Catholic poet conveys sacramental view of world
BY C.S. MORRISSEY
“Nothing is so beautiful as Spring,” exclaims 19th-century poet Father Gerard Manley Hopkins, SJ, at the beginning of his gorgeous and astonishing poem Spring.
Theatre and television actor Richard Austin has dedicated great efforts to reciting the poetry of Hopkins in public performance.
Although he has made an excellent recording (“Back to Beauty’s Giver”) of his readings of a number of Hopkins’ verses, Austin also keeps alive the pre-modern experience of memorizing vast amounts of Hopkins’ poetry for public recitation.
A few years ago, I experienced one of Austin’s performances. The effect is spellbinding. When Hopkins’ poetry comes to life, the thrill in the room is palpable.
In our digital age of Internet distraction, not many people memorize great poetry anymore. But there is an unmistakable difference between watching a YouTube video, and being in the same room with a human being whose voice and body incarnates poetic magic.
Just as Hopkins had converted to Catholicism, Canadian media theorist Marshall McLuhan also converted to Catholicism as a young man. Both men were in their twenties when they did so.
Before he became famous in the 1960s and 1970s for his analysis of how media and advertising are turning our planet into a “global theatre,” McLuhan was an English professor who wrote about topics like the magnificent poetry of Hopkins.
In an essay called The Analogical Mirrors, published in The Kenyon Review in 1944, McLuhan observes, “The Catholic reader has the advantage only in that he is disposed to give Hopkins a chance.” Otherwise, because of his use of analogy, Hopkins can make accessible, to a reader of any background, “a sacramental view of the world.”
By this McLuhan means “what of God is there” in Hopkins’ poetry is something that Hopkins “does not perceive nor experience but takes on faith.” In other words, Hopkins is not the sort of poet who is “a nature mystic at all, nor a religious mystic” reporting back to the reader a secret experience.
Instead, McLuhan argues, Hopkins is “an analogist.” That is, he simply uses language and analogies in order to convey the sacramental mode of vision by which faith looks at the world. It is “by intensity and precision of perception” and “by analogical analysis and meditation” that Hopkins “achieves all his effects,” writes McLuhan.
“It may sound at first strange to hear that Hopkins is not a mystic but an analogist,” he concedes. Yet Hopkins “does not lay claim to a perception of natural facts hidden from ordinary men,” as a nature mystic would. This accessible stance toward nature “is evident in every line of description he ever wrote,” contends McLuhan.
Moreover, the religious experience of Hopkins, conveyed by his poetry, is not the inaccessible experience of a religious mystic. “Nowhere in his work does he draw on an experience which is beyond the range of any thoughtful and sensitive Catholic who meditates on his Faith,” observes McLuhan.
Thus, anyone who hears the poetry of Hopkins does not need a hidden mystical experience, natural or religious, in order to relate to it. Instead, Hopkins’ innovative wordplay simply “records a vigorous sensuous life in the order of nature,” says McLuhan, which we are all capable of experiencing, for example in the experience of springtime.

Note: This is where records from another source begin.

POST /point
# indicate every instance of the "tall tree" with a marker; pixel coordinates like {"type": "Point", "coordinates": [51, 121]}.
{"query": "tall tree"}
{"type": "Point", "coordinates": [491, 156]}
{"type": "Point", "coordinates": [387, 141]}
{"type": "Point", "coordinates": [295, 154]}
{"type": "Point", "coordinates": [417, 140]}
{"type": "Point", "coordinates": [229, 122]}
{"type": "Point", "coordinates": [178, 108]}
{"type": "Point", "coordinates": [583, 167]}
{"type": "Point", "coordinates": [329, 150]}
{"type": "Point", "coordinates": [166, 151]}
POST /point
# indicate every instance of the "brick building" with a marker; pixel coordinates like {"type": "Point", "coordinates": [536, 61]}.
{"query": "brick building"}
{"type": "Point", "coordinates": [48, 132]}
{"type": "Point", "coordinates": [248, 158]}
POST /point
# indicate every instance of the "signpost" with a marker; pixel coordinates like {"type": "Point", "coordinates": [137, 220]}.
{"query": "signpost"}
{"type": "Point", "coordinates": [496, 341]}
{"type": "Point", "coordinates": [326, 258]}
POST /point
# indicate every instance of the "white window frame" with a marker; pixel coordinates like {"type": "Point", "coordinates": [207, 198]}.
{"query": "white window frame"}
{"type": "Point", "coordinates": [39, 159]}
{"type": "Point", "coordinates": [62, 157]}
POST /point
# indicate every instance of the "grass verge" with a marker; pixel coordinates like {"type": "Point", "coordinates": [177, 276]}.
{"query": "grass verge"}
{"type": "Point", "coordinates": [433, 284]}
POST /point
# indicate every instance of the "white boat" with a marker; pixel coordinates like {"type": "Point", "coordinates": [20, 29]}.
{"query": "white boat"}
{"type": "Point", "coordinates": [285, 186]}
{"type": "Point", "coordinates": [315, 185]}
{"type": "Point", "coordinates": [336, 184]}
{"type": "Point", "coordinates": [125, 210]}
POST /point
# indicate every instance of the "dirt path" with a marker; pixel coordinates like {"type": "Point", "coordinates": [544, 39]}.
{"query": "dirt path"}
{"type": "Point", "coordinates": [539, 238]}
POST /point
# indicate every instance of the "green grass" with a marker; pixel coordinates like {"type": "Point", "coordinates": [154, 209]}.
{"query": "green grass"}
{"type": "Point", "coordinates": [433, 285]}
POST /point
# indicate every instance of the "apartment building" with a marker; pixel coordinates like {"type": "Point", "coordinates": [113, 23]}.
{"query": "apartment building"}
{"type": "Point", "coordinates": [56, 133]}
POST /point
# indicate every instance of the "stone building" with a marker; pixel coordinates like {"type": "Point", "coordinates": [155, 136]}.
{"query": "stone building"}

Hopkins’ poetry “deals sensitively with the commonplaces of Catholic dogma,” but it is a mistake to call such poetry “mystical,” argues McLuhan. For any believer, who sees with the eyes of faith, a sacramental vision of the world is readily accessible.
With his vision, Hopkins possesses an incredible intensity of perception. Yet McLuhan remarks how Hopkins uses “a relatively small number of themes and images” to exhibit “an infinitely varied orchestration” of them.
A public performance of Hopkins’ poetry is thus never disjointed. Instead, it uniquely conveys the holistic experience of a sacramental vision. “Familiarity with Hopkins soon reveals that each of his poems includes all the rest, such is the close-knit character of his sensibility,” writes McLuhan.
To write about a Hopkins poem involves “an inevitable dispersal of attention,” says McLuhan. “But then only an oral reading with all the freedom and flexibility of spoken discussion can really point to the delicate interaction, at each moment of the poem, of all its cumulative vitality of logic, fancy, musical gesture.”